In 1969 dad rescued this 1928 Chevrolet (10,485 original miles) off a Gippsland farm, he then stored it for a further 41 yrs in his workshop. A few months before dad was suddenly diagnosed with "AML Leukemia" in May of 2010 we spoke about getting it out of the shed, dads said "We'll get it running but we're not painting it all fancy". Sadly this never happened as dad passed away after a 6 week battle on 14th June 2010, I owe dad this restoration so here is my story of "Monty" our 1928 Chevrolet.
With Monty now all stripped of body panels I can start to make my way along the chassis to inspect this and that and as the motor runs very well and only serviced 6 months ago the next best thing to do is the little 3 speed gearbox.
I opened the top of the gearbox for the first time and had a look inside, thick chocolate brown sticky oil which is most likely the orginal 600w oil covering everything is what I found up to the correct level mark on the filler thread located on the side of the gearbox.
I am no mechanic but they certainly look nice and square with plenty of life left on them, no chips or chunks of metal out of them either from what I could see anywhere and also the gearstick has always felt solid, slots into gear firmly and the lever does not slop around when driving down the road so all looks good and remember with the low milage on the car it should be all good.

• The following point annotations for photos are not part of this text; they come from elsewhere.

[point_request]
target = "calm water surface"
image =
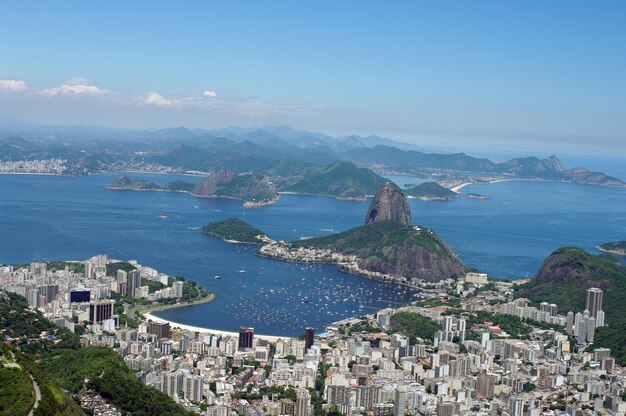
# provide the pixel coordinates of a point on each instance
(508, 235)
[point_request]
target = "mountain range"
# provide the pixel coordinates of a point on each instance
(280, 152)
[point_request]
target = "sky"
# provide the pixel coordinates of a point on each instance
(533, 75)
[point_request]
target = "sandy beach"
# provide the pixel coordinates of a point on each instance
(149, 316)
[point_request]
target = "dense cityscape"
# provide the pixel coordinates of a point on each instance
(468, 348)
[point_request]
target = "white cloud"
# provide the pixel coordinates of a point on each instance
(73, 88)
(12, 85)
(158, 100)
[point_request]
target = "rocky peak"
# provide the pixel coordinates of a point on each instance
(389, 203)
(556, 163)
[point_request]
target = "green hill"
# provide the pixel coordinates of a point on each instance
(233, 230)
(179, 186)
(58, 362)
(341, 180)
(430, 190)
(246, 187)
(125, 182)
(564, 279)
(390, 247)
(616, 247)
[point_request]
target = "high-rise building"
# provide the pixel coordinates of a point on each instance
(172, 383)
(485, 385)
(303, 403)
(192, 387)
(38, 269)
(309, 338)
(100, 310)
(178, 289)
(594, 301)
(122, 282)
(400, 401)
(246, 338)
(33, 298)
(160, 329)
(570, 323)
(133, 282)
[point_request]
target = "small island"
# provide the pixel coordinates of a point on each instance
(476, 196)
(234, 230)
(615, 247)
(430, 191)
(387, 247)
(125, 182)
(179, 186)
(254, 190)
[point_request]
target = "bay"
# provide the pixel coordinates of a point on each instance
(508, 236)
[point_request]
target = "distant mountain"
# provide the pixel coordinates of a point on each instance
(246, 187)
(564, 278)
(528, 167)
(615, 247)
(234, 230)
(269, 150)
(430, 191)
(341, 179)
(124, 182)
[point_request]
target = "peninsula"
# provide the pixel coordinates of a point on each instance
(125, 182)
(615, 247)
(430, 191)
(234, 230)
(253, 190)
(387, 247)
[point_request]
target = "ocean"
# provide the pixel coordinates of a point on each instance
(507, 236)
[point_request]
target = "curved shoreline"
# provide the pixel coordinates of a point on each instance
(609, 251)
(149, 316)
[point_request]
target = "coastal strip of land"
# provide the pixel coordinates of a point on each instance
(184, 327)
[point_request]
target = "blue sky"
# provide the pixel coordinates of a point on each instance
(464, 75)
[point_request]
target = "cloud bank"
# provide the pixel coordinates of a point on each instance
(12, 85)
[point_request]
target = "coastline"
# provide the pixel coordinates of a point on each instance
(458, 187)
(147, 313)
(614, 252)
(155, 308)
(246, 204)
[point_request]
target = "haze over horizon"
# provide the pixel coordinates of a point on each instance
(540, 77)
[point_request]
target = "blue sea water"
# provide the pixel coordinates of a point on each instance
(508, 235)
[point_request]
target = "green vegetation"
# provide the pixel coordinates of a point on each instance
(414, 325)
(341, 179)
(109, 376)
(389, 247)
(16, 391)
(233, 229)
(430, 190)
(125, 182)
(253, 188)
(179, 186)
(76, 267)
(615, 247)
(191, 290)
(152, 285)
(112, 268)
(363, 327)
(57, 361)
(511, 324)
(564, 279)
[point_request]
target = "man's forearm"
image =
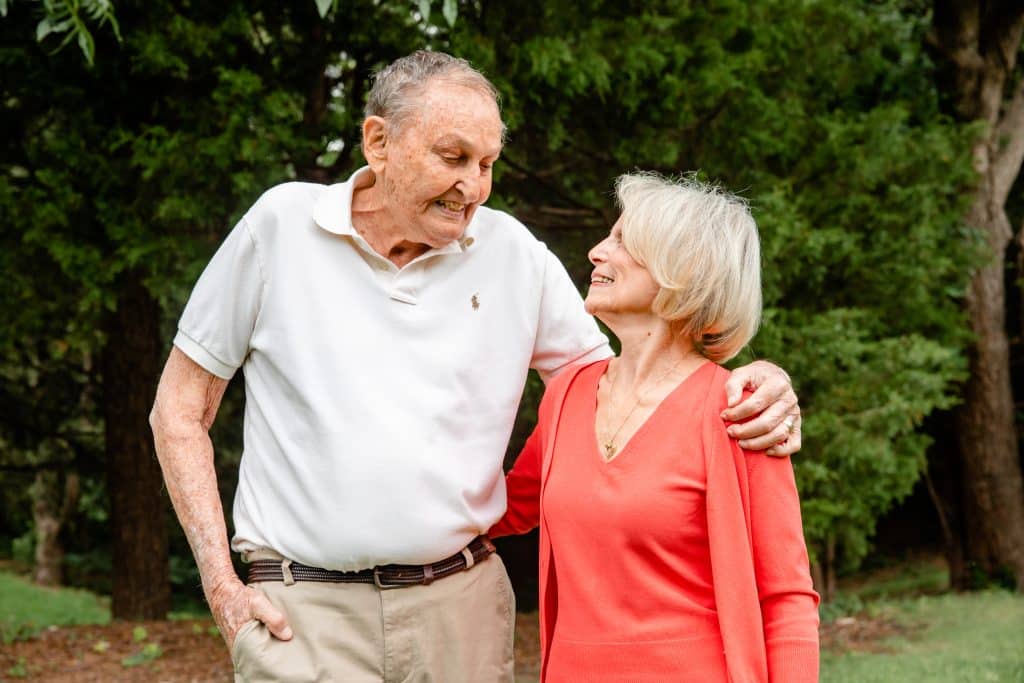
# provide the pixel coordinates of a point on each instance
(192, 483)
(186, 402)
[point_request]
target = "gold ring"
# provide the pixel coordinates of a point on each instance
(791, 424)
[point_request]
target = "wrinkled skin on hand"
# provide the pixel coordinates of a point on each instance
(776, 429)
(233, 604)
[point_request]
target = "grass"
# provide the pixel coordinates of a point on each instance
(26, 608)
(935, 639)
(952, 637)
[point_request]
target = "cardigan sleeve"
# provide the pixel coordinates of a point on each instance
(788, 603)
(522, 484)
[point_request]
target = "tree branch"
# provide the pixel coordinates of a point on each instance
(1008, 152)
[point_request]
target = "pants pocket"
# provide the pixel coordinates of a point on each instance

Here is a picture after I cleaned, brushed and flushed out the box with turps a few times before I refilled it with new Penrite gear oil which is suited to yellow metals.
Diff, axle, rear wheels and brakes are next on the list so we'll just see what surprises are in store for us soon.
Ray is coming up Friday night with his a special 1928 chevy "wheel puller" as the rear wheels are very tight to remove from the axle, this special tool does the job very easily without damaging any threads in the process, so we can look at the old asbestos brake linings while we are at it but we both think that they are toast!!.